Nous nous avons proposé qu'il y ait un Président nouveau, un Premier Ministre nouveau, qui ne peut pas se présenter aux élections, mais qui va organier des élections libres et transparentes.Encore une fois, toutes ces propositions sont bloquées à ce niveau là. Comment faire pour organiser cette période de transition . Il y a un autre groupe à Paris qui a proposé que ce soit le Général Lansana CONTÉ qui institue cette période de transition. Ça, c'est d'autres intellectuels dirigés par un certain Sadio. Bon si le Général ne répond pas on en est au même point. Pour Bokoum, il a fait une proposition demandant que tout le monde se réunisse pour faire pression. Bon pression ça veut dire quoi ? On ne sait pas jusqu'où ça peut aller. Je crois qu'on est d'accord tous pour réunir les partis et la société civile, deuxièmement une période de transition indispensable, troisièmement, une équipe pour diriger cette période de transition et qui ne doit pas être candidate. Mais on n'a pas précisé comment on choisit ces dirigeants de la période transitoire et c'est sur ce point là qu'il va falloir qu'on discute les 25, 25 et 26 février 2006.

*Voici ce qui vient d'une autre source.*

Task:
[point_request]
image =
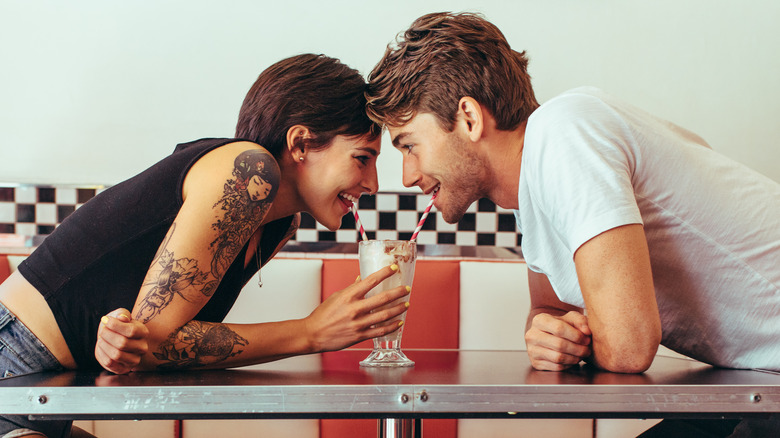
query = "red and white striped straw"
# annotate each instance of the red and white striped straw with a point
(424, 216)
(360, 224)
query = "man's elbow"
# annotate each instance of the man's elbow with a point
(632, 360)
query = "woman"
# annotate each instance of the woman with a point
(177, 242)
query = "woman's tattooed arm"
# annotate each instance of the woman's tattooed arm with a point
(169, 277)
(245, 200)
(199, 344)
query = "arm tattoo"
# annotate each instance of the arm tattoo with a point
(199, 344)
(170, 277)
(245, 201)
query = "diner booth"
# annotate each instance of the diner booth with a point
(471, 294)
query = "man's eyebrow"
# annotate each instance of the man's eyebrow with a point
(400, 138)
(370, 150)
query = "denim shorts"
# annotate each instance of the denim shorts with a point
(21, 352)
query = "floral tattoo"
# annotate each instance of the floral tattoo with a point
(246, 198)
(199, 344)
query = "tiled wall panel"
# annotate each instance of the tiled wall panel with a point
(36, 210)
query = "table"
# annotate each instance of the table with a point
(443, 384)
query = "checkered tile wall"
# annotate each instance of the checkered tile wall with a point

-Aboubacar SAKHO : Certains estiment qu'il est préférable que les partis politiques laissent la société civile tenir cette concertation nationale.

-BAH Mamadou : Assis à Paris on peut dire ça facilement, mais quand on est à Conakry, nous avons déjà même du mal à réunir la société civile pour qu'elle sorte de l'ombre et je ne suis même pas sûr qu'on arrivera à le faire. Non, si la société civile pouvait prendre la responsabilité d'organiser cela, on serait heureux. Les Partis politiques n'en seraient pas malheureux du tout, ça ne nous gênes pas. Nous, ce qu'on veut, c'est qu'il y ait une concertation. Mais si nous attendons que ce soit la société civile qui organise, surtout de Paris ou de New York, ou encore de Bruxelles et Amsterdam, je ne crois pas que ce soit facile. Nous, nous allons avoir notre concertation, et nous allons faire la proposition à la société civile de venir prendre sa responsabilité en main. Nous, ce qu'on veut, qu'on discute. Qui a convoqué, qui n'a pas convoqué ça ne nous gêne pas, si tout le monde est là, il n'y a pas de problème, mais si certains ne sont pas là, on se retrouvera au même point, et on dira qu'on n'est pas d'accord.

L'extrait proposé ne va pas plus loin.